Objective: The aim of this study was to outline the current research in the field of NA-BTs for the treatment of AD disabilities, including strategies to suppress the memory and learning defects, to promote recovery processes, and to reinforce social relationships in
Method: This review was performed via evaluating PubMed reported studies from January 2010 to November 2019 also reference
lists were checked to find additional studies. All intermediation or complementarity of animal models, case-control and cohort studies,
and controlled trials (CTs) on specific NA-BTs to AD were acceptable, although, in-vitro studies were excluded due to the considerable diversities and heterogeneities. After removing the duplicates according to preferred reporting items for systematic reviews and
meta-analyses (PRISMA) instruction, we merged remains titles across search databases.

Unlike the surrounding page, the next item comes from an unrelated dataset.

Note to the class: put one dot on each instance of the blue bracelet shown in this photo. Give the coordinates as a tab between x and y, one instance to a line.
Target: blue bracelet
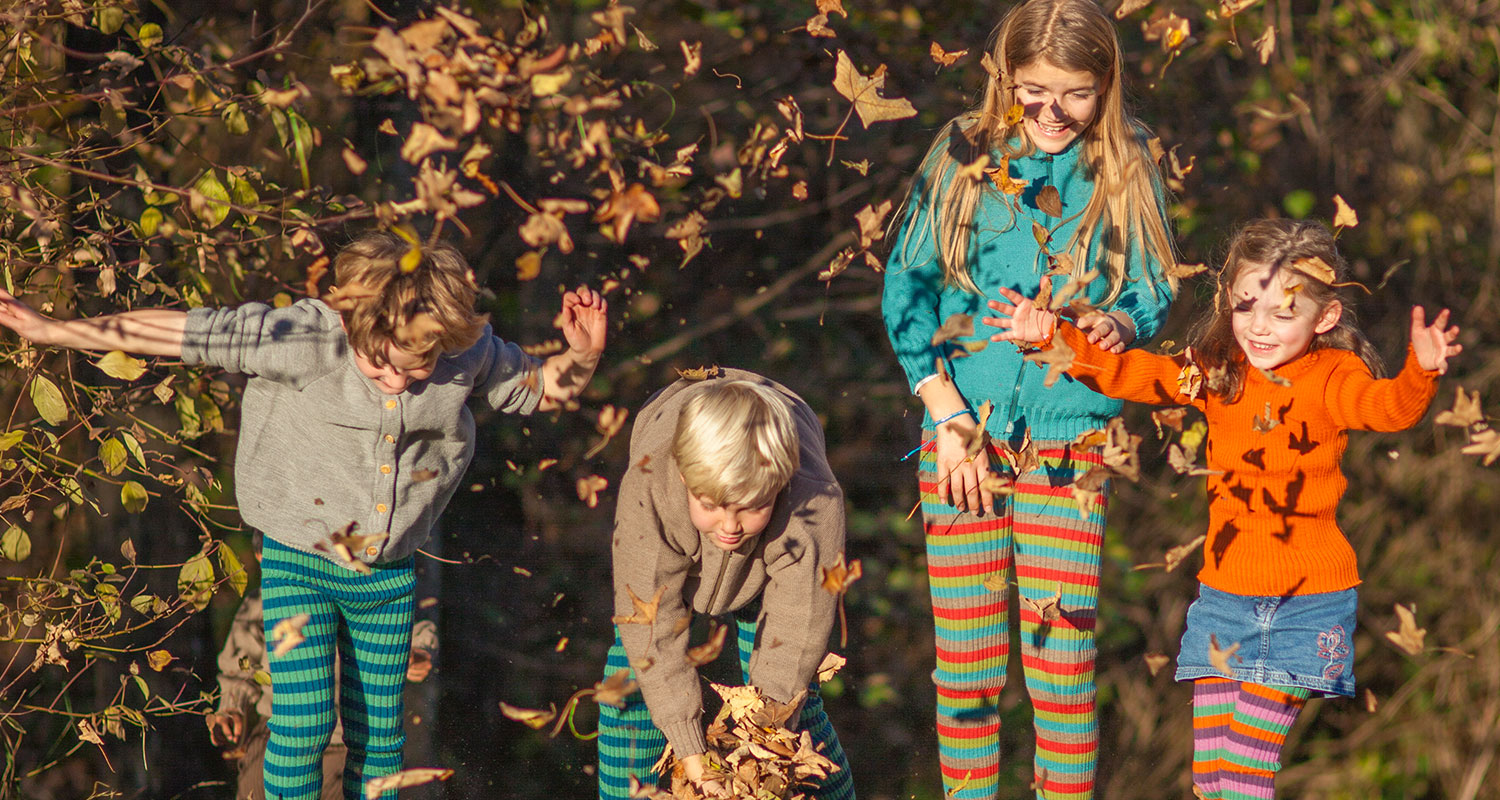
936	424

Results: There are 40 ongoing studies related to the application of nucleic acids in the treatment and diagnosis of AD where the more
consideration is to DNA targeting strategies (12 targets for vectors and aptamers), antisense oligonucleotides (8 targets), micro-RNAs
mimics (7 targets), antagomiRs (6 targets), small interferences-RNAs (5 targets), as well as mRNAs (2 targets) respectively. All of
these targets are grouped into 4 categories according to their role in molecular pathways where amyloid-β (18 targets), neural survival (11 targets), memory and cognition (8 targets), and tau (3 targets) are more targeted pathways respectively.
Conclusion: With recent successes in the systemic delivery of nucleic acids via intravenous injection; it is worth investing in the production of new-generation medicines. There are still several challenges for NA-BTs including, their delivery to the effective modulators, mass production at low cost, sustaining efficacy and minimizing off‐target effects. Regarding miRNA-based therapies, given the
obvious involvement of miRNAs in numerous facets of brain disease, and the many sophisticated techniques for delivery to the brain,
miRNA-based therapies will make new hope for the treatment of neurological diseases such as AD.